Overall, 70% of participants had a high-risk anal HPV infection, with 29% having HPV16, the type of HPV most strongly associated with anal cancer.
“Anal HPV16 and HR-HPV infection was confirmed to be highly prevalent,” comment the authors. “HPV16, the most common anal HR-HPV type in this population, predominated over other HR-HPV types.”
Prevalence of HPV16 increased with the severity of pre-cancerous anal cell changes and lesions. Cell changes in the anus are classified as low-grade intraepithelial lesions, high-grade intraepithelial lesions or anal cancer. High-grade lesions are less likely to disappear without treatment and more likely to lead to the development of anal cancer (although anal cancer remains a relatively rare cancer).
Infection with HR-HPV accounts for 90% of all cases of anal cancer. Prevalence of anal HPV infection and incidence of anal cancer are higher among HIV-positive gay and other men who have sex with men (MSM).

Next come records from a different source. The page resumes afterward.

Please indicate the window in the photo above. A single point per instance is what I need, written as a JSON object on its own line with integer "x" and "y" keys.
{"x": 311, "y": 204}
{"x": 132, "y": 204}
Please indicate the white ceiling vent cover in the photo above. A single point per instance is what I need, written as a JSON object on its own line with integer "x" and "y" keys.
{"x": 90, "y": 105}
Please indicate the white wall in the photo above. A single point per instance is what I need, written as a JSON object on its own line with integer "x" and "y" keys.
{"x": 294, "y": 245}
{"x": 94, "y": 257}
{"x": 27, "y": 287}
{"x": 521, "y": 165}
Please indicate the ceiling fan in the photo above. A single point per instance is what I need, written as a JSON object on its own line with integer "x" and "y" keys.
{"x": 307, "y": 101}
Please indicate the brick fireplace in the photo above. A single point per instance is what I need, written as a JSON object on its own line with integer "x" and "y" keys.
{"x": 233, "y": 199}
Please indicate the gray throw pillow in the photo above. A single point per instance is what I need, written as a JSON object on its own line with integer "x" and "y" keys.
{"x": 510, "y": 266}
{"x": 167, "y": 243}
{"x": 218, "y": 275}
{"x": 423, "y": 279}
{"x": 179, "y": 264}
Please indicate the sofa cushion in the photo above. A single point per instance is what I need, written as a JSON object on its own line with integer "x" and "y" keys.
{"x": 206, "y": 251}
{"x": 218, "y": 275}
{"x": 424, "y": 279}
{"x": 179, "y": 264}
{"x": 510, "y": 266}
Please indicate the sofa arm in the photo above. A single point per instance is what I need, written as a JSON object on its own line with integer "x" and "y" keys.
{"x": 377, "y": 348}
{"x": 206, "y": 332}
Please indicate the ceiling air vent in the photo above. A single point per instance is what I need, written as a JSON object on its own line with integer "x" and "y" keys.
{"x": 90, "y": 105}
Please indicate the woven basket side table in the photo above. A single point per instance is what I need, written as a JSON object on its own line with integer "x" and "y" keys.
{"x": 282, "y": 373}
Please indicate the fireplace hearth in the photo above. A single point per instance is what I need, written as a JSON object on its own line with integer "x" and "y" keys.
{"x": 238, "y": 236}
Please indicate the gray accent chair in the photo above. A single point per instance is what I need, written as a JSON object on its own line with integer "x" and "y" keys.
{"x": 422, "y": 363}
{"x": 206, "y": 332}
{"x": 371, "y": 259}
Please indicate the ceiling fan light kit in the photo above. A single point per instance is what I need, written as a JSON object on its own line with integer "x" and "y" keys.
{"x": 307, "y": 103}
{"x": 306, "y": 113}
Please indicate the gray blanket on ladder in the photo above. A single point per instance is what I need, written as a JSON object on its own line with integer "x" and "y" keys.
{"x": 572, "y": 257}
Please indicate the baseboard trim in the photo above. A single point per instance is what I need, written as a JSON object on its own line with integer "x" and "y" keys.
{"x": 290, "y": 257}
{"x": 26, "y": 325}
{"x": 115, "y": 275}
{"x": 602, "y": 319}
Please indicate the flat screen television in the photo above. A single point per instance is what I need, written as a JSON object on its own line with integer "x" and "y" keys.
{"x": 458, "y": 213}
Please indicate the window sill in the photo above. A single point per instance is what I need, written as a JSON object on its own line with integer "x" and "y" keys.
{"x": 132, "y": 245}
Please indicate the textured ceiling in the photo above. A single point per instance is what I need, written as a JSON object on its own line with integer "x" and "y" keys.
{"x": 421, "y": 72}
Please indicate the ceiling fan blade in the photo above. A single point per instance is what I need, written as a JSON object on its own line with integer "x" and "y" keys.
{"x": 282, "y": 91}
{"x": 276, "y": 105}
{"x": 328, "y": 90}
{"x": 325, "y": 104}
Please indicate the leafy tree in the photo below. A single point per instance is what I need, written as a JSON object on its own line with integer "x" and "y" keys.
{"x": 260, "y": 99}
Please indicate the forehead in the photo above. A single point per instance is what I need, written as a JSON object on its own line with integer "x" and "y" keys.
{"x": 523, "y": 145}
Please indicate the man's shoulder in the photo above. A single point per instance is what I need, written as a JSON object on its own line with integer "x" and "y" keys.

However, information on the risk factors and disease course of anal HPV infection in HIV-positive MSM is scarce. The French ANRS EP57 APACHES study was therefore established to better characterise the prevalence and evolution of anal HPV infection and HPV-related lesions in HIV-positive MSM. As a first step, investigators examined baseline prevalence of HR-HPV, especially HPV16, and their risk factors.